Univision changed the call letters to KUVS, relocated operations from Modesto to Sacramento, and added an 11 p.m. local newscast to the station's longstanding 6 p.m. local news, which also began to cover news in Sacramento. It was the first time a network had placed an owned-and-operated TV station in Sacramento. Univision purchased a former bank building across from the Arden Fair Mall to house its Sacramento operation, leaving only sales and news personnel in Modesto.

==Newscasts and other local programming==
The KUVS newsroom in Sacramento airs half-hour local early and late evening newscasts seven days a week and A Primera Hora ("First Thing in the Morning"), a one-hour-long morning newscast at 6 a.m. In 2017, Univision debuted a statewide Edición Digital (Digital Edition) newscast, aired at 12:30 p.m. The station began producing local newscasts in the early 1970s, though the station's resources were limited. The news set consisted of a table and chairs until anchor Xóchitl Arellano persuaded San Francisco's KGO-TV to sell its previous news set to KCSO for $2,000.

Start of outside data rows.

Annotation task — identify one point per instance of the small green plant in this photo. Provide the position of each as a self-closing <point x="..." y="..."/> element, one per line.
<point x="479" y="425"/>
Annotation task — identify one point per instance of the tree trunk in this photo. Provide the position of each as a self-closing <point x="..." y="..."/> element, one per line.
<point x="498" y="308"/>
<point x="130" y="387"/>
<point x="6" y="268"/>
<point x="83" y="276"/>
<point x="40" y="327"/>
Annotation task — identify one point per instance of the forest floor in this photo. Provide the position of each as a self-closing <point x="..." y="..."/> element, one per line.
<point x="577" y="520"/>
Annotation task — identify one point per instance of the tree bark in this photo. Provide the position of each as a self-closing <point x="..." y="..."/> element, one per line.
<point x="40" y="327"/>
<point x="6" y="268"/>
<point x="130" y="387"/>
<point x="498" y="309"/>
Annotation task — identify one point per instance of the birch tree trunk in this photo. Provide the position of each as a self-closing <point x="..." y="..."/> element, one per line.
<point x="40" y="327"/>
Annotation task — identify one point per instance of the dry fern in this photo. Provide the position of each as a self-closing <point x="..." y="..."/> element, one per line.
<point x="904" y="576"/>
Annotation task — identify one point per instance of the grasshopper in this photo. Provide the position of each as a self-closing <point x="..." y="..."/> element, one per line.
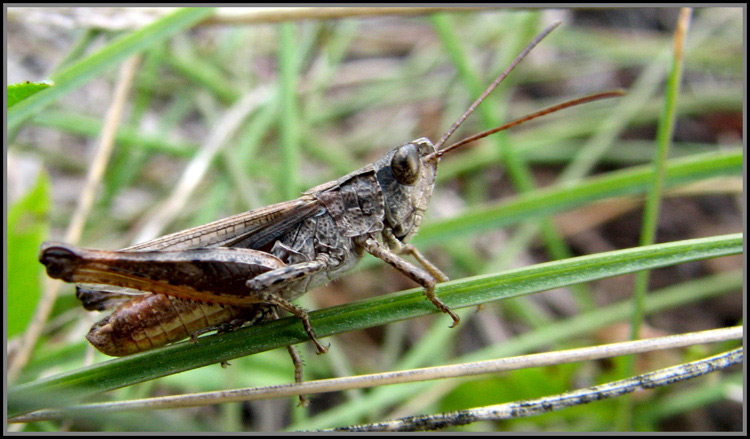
<point x="240" y="269"/>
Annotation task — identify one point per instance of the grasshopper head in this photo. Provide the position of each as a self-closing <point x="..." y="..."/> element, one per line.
<point x="407" y="180"/>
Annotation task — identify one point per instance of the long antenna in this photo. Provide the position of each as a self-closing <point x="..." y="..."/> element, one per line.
<point x="497" y="81"/>
<point x="528" y="117"/>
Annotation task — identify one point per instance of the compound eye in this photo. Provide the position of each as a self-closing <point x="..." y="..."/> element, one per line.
<point x="405" y="164"/>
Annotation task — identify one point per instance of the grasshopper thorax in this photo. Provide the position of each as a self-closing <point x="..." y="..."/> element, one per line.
<point x="407" y="180"/>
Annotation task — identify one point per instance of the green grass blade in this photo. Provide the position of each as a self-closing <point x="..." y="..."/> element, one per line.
<point x="106" y="58"/>
<point x="64" y="388"/>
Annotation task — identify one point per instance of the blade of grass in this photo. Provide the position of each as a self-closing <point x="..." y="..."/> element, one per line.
<point x="289" y="184"/>
<point x="664" y="133"/>
<point x="359" y="315"/>
<point x="104" y="59"/>
<point x="551" y="200"/>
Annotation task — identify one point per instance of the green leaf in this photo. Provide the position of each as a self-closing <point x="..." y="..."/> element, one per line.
<point x="27" y="228"/>
<point x="104" y="59"/>
<point x="19" y="92"/>
<point x="62" y="389"/>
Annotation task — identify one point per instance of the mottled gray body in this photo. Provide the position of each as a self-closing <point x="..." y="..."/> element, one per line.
<point x="268" y="256"/>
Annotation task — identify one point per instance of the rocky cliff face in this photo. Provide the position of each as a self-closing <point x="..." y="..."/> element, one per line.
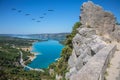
<point x="97" y="30"/>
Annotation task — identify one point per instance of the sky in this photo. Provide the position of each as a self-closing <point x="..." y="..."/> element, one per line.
<point x="61" y="19"/>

KUVS also produces Voz y Voto, a weekly political roundtable program distributed to Univision's California stations. When it debuted in 1999, the program was co-produced with KMEX-TV in Los Angeles and was originally hosted by Rosa Maria Villalpando; Armando Botello, state political columnist for Los Angeles newspaper La Opinión; and Arellano, among others. In 2005, the program featured an exclusive interview with governor Arnold Schwarzenegger. Arellano continued to serve as one of the program's anchors until she left the station in 2007.

==Technical information==
===Subchannels===
KUVS-DT's transmitter is located near Valley Springs, California.

Subchannels of KUVS-DT and KEZT-CD
| Subchannel |  | Res.Tooltip Display resolution | Short name | Programming |
| KUVS-DT | KEZT-CD |
| 19.1 | 23.1 | 720p | KUVS-DT | Univision |
| 19.2 | 23.2 | KTFK-HD | UniMás (KTFK-DT) |
| 19.4 | 23.4 | 480i | Mystery | Ion Mystery |

KEZT-CD broadcasts the subchannels on this multiplex using major channel 23.

KUVS-DT is part of Sacramento's ATSC 3.0 (NextGen TV) deployment on KQCA, which began operating in July 2021.

===Analog-to-digital conversion===
KUVS-TV shut down its analog signal, over UHF channel 19, on June 12, 2009, as part of the federally mandated transition from analog to digital television. The station's digital signal remained on its pre-transition UHF channel 18.